Controllare il saldo sul conto corrente nei primi giorni dell’anno è un gesto abituale per molti pensionati, speranzosi di trovare un importo capace di alleggerire il peso della spesa al supermercato e delle bollette. A partire dal primo gennaio 2026 scatta un nuovo adeguamento degli assegni previdenziali, calcolato sulle stime ISTAT relative ai prezzi al consumo. L’aumento provvisorio è stato fissato all’1,4%, ma la cifra esatta che arriverà in banca dipenderà dalla fascia di reddito del singolo cittadino.

Come funziona il meccanismo a scaglioni

Nel gergo tecnico questo adeguamento prende il nome di perequazione, un sistema studiato per difendere il potere d’acquisto dall’inflazione. La legge prevede l’applicazione di percentuali diverse in base a scaglioni ben definiti, garantendo una protezione più alta a chi percepisce di meno.

La rivalutazione si divide in tre fasce principali:

  • Fino a 4 volte il trattamento minimo (circa 2.413-2.447 euro lordi): si applica il 100% della stima, garantendo un aumento pieno del +1,4%.
  • Da 4 a 5 volte il minimo (tra 2.447 e 3.059 euro lordi): l’adeguamento scende al 90%, pari a un incremento del +1,26%.
  • Oltre 5 volte il minimo (superiori a 3.059 euro lordi): la percentuale si ferma al 75%, corrispondente a un +1,05%.

Esempi di aumenti mensili lordi

Per visualizzare meglio l’impatto di queste percentuali, ecco alcune simulazioni sulle pensioni lorde mensili.

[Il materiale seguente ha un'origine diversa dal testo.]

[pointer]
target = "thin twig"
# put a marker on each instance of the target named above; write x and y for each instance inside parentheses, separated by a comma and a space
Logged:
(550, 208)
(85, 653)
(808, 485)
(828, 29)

Pensione lorda 2025 (mensile)Aumento 2026Nuovo importo 2026
Trattamento minimo (603,40 €)+8,45 €611,85 €
2.000 €+28,00 €2.028,00 €
2.500 €+34,88 €2.534,88 €

Dal lordo al netto: le variabili fiscali

Trovare una differenza tra l’aumento teorico e quello effettivamente accreditato è assolutamente normale. Tutti gli importi elencati sono infatti lordi e subiscono le trattenute IRPEF oltre alle addizionali comunali e regionali.

Tuttavia ci sono buone notizie sul fronte fiscale. Da marzo 2026 è previsto un taglio IRPEF per i redditi compresi tra 28.000 e 50.000 euro, con l’aliquota che scende dal 35% al 33%. Questa modifica porterà un leggero aumento dell’importo netto. Inoltre la percentuale dell’1,4% rimane provvisoria. Qualora il calcolo definitivo dei prezzi del 2025 dovesse rivelarsi diverso, lo Stato applicherà un conguaglio nel corso del 2027.

Aiuti extra per le fasce più deboli

Oltre all’adeguamento base, il sistema previdenziale prevede una serie di misure di sostegno specifiche per proteggere le situazioni economiche più fragili.

  • Integrazione al minimo: assicura che gli assegni più bassi raggiungano la soglia di circa 611,85 euro mensili.
  • Bonus inflazione: prevede un aiuto tra 100 e 150 euro mensili, oppure erogati una tantum, destinato a chi ha una pensione fino a 1.000 euro e un ISEE sotto i 20.000 euro.
  • Incremento al milione: rivolto ai cittadini over 70 con redditi estremamente bassi, permette di raggiungere fino a circa 700 euro mensili.
  • Bonus tredicesima: aggiunge un importo fino a 154,94 euro nel mese di dicembre per chi rientra in determinati limiti di reddito.

Ogni pensione ha una storia a sé, determinata da decenni di contributi e detrazioni familiari. Per verificare l’esatto importo del proprio aumento netto, l’azione più utile è accedere all’area personale del sito INPS e scaricare il proprio cedolino mensile. Chi ha difficoltà con i servizi digitali può rivolgersi con fiducia a un CAF o a un patronato, dove un operatore potrà controllare le cifre e verificare se si ha diritto a bonus non ancora richiesti.